TEXAS CITY — Trillis Vaughn sat in the lobby of the Holiday Inn in Texas City Thursday and couldn’t keep her eyes off the sliding glass front door.
Vaughn, 80, knew her three younger half-brothers would walk in at any moment. She hadn’t seen them in 63 years.
“They were just little fellers then,” Vaughn said of the last time she saw her brothers in 1951. “They weren’t even in school then. Now they are all retired.”
When her brothers — Richard Daum, Larry Daum and Don Daum — walked in, the years of separation seemed to not matter at all.
Vaughn hugged them, and they started telling stories and laughing at shared memories.
“It doesn’t seem real,” Richard Daum, 67, said in talking about how the brothers finally found their older sister.
Richard and his brothers had been searching for years. The siblings were separated when he was 4.
Vaughn said she and her brothers shared the same mother but a different father. They lived in Gary, Ind., the last time they were all together.
Life changed dramatically for the siblings when they came home after spending a summer in Michigan with family, Vaughn said.
When they returned, Vaughn’s mother had divorced her husband. Her stepfather was gone, and her mother eventually had to move away to another city for a job. At 17, Vaughn was left to care for her three little brothers.

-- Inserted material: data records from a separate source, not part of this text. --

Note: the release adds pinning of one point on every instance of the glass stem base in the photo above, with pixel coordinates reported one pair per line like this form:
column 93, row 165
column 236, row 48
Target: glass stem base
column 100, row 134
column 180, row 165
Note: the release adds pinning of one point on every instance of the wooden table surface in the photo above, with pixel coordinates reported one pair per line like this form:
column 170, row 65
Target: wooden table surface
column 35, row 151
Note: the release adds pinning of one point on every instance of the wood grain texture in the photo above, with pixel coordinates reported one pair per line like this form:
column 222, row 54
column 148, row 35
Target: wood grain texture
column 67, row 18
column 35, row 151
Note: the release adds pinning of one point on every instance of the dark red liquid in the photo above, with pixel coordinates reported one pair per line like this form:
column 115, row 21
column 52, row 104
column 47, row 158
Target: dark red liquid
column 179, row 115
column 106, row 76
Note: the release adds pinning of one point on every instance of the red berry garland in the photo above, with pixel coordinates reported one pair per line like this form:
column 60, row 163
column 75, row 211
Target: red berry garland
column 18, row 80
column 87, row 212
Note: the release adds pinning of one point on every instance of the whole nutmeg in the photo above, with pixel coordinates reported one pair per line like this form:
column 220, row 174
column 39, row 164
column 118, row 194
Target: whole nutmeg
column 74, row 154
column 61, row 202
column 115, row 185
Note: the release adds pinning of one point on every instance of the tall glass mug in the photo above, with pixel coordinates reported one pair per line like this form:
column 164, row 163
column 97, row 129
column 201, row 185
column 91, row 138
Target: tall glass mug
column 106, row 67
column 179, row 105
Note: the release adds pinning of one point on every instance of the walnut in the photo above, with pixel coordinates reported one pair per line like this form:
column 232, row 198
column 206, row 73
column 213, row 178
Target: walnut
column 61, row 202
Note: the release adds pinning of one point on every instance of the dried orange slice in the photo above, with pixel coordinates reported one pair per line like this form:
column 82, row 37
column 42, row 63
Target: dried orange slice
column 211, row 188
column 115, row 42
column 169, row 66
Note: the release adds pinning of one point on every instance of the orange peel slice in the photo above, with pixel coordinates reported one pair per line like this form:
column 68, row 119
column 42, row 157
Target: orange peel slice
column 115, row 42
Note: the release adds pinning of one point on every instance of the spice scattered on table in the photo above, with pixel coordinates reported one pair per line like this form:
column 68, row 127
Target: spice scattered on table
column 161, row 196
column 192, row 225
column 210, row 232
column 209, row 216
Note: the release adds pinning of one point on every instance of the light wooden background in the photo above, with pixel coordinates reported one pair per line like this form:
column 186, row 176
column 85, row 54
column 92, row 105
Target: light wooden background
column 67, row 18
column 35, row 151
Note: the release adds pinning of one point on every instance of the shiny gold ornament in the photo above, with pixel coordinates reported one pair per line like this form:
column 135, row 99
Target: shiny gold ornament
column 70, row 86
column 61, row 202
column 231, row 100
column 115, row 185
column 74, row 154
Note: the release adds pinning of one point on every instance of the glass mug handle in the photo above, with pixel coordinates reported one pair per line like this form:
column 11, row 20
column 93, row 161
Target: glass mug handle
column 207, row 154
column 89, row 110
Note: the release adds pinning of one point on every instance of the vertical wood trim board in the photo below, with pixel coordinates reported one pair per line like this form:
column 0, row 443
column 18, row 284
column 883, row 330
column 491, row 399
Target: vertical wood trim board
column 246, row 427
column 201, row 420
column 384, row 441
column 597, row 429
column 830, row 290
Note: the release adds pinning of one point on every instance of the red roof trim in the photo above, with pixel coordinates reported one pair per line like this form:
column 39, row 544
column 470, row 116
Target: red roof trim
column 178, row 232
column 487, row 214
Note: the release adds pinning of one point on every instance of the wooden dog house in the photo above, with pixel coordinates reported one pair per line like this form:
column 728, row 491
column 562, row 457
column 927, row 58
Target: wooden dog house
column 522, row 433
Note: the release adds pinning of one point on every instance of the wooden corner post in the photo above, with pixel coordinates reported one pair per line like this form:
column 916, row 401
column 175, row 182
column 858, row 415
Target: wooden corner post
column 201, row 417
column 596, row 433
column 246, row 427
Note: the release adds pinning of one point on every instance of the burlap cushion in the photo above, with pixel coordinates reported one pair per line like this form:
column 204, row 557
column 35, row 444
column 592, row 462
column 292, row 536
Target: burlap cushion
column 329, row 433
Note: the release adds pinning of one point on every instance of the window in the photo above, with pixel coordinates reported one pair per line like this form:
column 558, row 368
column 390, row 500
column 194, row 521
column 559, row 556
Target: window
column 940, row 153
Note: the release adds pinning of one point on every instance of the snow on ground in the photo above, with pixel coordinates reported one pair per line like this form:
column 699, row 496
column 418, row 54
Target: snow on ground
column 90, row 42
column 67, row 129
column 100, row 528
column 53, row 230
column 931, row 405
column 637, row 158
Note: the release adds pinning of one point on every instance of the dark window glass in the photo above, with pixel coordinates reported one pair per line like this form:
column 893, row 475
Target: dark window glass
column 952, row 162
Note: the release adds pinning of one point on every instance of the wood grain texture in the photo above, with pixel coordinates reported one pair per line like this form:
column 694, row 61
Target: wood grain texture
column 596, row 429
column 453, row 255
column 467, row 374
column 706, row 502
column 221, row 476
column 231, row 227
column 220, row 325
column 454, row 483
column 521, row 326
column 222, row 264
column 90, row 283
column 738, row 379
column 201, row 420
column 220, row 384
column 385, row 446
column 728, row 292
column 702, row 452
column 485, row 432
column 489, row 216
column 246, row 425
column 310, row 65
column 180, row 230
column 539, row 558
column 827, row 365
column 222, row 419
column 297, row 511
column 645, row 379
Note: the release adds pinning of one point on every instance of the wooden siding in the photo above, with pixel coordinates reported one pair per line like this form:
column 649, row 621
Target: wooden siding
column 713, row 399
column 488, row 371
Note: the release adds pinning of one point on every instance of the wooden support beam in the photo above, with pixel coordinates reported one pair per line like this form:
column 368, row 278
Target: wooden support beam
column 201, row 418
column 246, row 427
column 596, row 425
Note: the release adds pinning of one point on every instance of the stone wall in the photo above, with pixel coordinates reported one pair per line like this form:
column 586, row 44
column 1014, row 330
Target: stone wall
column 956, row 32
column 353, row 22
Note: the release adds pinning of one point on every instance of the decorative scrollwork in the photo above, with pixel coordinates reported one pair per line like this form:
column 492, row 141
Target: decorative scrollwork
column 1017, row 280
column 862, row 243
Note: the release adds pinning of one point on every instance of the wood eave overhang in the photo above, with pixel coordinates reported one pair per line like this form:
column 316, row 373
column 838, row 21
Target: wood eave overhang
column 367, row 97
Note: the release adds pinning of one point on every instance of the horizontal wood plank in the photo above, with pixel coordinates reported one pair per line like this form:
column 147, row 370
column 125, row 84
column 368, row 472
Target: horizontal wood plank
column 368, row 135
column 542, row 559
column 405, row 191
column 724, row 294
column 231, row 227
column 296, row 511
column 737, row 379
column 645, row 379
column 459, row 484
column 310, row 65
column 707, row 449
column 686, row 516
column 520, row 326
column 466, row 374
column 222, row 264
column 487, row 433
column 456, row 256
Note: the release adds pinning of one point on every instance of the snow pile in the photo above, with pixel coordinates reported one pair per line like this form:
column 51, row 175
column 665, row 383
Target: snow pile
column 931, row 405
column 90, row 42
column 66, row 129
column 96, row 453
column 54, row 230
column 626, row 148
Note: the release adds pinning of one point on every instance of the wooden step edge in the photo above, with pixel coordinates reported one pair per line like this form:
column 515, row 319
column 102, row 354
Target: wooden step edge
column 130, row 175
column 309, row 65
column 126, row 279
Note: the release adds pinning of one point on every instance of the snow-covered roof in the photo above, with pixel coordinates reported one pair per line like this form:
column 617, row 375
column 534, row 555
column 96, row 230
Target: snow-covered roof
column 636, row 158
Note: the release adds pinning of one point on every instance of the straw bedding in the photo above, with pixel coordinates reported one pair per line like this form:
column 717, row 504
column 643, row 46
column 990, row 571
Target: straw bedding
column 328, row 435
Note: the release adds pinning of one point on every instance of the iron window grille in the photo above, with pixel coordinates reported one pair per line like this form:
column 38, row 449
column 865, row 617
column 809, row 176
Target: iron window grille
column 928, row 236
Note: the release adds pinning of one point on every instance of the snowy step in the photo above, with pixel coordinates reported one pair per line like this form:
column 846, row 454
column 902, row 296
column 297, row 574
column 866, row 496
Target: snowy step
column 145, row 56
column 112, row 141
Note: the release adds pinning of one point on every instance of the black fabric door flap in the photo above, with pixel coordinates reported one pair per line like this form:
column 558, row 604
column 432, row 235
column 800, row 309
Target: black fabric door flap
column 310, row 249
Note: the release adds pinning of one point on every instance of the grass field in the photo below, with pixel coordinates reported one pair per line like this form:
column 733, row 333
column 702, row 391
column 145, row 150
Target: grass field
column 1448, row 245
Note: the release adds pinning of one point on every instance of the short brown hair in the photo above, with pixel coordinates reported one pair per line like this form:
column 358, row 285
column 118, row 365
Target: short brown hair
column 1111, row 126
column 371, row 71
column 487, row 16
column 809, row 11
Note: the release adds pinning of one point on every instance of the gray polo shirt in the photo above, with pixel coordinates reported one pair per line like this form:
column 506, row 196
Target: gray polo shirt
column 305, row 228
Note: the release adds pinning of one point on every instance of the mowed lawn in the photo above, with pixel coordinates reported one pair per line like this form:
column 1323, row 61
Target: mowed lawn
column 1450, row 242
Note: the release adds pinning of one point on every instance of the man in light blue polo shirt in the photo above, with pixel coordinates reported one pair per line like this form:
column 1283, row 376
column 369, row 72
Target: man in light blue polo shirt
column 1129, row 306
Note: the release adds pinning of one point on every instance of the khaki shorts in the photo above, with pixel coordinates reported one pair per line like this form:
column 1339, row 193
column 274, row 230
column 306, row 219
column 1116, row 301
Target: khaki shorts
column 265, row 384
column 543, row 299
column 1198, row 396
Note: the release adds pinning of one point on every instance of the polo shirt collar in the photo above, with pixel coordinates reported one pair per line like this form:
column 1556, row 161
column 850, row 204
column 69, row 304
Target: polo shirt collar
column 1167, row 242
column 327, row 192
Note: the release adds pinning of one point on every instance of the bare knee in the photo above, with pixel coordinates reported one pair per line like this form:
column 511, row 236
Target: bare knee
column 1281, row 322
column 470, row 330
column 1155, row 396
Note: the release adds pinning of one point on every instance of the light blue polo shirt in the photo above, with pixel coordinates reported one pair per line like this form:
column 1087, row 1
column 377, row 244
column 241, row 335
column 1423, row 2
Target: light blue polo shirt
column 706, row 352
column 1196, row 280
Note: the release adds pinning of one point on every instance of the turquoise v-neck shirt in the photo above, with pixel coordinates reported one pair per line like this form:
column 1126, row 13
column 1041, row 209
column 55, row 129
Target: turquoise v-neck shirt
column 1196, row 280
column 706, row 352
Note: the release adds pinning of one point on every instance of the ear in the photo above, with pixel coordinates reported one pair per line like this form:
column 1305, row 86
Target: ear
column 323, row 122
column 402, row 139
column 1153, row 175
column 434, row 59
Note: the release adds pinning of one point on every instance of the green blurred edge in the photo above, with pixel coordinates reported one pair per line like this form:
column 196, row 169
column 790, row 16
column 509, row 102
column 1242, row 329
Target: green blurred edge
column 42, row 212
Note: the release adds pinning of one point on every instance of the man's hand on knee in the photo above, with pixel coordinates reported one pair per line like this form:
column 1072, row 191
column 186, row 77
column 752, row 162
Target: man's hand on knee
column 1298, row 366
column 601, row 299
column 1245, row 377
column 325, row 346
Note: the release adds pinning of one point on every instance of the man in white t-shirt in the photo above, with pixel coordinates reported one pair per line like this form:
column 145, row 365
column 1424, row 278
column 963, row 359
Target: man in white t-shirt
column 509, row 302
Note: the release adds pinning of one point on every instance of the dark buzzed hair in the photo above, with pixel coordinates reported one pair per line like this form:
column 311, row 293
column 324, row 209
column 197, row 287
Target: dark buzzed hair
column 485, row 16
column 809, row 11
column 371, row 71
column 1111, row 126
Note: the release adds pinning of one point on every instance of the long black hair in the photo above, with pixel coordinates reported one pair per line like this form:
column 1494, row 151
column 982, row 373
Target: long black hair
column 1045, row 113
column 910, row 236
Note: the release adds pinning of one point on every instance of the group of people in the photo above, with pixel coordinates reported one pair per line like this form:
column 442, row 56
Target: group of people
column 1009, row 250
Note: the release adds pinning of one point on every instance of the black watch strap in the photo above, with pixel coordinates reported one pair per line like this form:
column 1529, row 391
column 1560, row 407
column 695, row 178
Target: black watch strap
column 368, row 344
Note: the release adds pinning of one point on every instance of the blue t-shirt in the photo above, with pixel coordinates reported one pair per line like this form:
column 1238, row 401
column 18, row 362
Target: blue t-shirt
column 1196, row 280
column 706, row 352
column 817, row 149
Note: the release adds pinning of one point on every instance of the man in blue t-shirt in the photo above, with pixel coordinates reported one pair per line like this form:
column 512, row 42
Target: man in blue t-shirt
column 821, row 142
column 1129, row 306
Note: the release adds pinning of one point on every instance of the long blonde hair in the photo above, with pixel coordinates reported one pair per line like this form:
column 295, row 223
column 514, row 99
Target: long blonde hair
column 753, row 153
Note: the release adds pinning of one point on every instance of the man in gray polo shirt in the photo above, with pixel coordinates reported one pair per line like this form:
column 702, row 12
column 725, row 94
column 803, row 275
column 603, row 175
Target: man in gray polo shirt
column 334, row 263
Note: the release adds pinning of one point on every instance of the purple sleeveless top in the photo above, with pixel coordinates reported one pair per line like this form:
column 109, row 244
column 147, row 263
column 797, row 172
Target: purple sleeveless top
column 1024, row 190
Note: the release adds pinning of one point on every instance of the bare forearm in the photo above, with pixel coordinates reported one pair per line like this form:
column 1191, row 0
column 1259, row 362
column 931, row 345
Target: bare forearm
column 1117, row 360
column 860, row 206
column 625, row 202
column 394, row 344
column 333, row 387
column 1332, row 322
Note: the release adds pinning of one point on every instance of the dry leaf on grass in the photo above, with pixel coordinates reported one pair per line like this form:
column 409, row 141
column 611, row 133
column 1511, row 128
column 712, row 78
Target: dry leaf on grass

Vaughn said she thinks eventually a neighbor called the state. State workers decided the boys should go up for adoption. Vaughn was sent to live with family in California.
Vaughn said she just made one request of the state’s social workers.
“I just told them please, make sure they stay together,” Vaughn said. “Don’t separate them.”
The three boys were adopted together. For six decades, the trio were unable to find their sister.
For 41 years, Vaughn has lived in the Texas City-La Marque area not knowing where her younger siblings were. She tried to find her brothers but was unable to find out anything about them, she said.
Meanwhile, her brothers had been trying to find her but had been using the wrong last name.
They had at least one close call when Don Daum visited Galveston in 1980. Don Daum said he marveled that he must have been just 10 or 15 minutes away from his sister as he drove down Interstate 45 to the beach.
A reunion seemed out of the question.
“I figured it would never happen,” Don Daum said.
It wasn’t until May that Richard Daum stumbled upon Vaughn’s daughter, Caroline, on the online genealogy website Ancestry.com. Richard Daum said some of her information seemed to match up, and he emailed her.
“That’s how the whole thing started,” he said.
Later that night, Richard Daum got a call.
“I pick up the phone about 9:30 and I hear this lady’s voice and she says: ‘Is this Dickey? This is your sister, Trillis,” he said. “That was May 12.”
On Thursday, Vaughn sat in the breakfast room of the hotel and went through photo albums with her brothers.
Vaughn said she would be spending the weekend with her brothers and family in the long-awaited reunion.
“We are expecting quite a bash,” she said.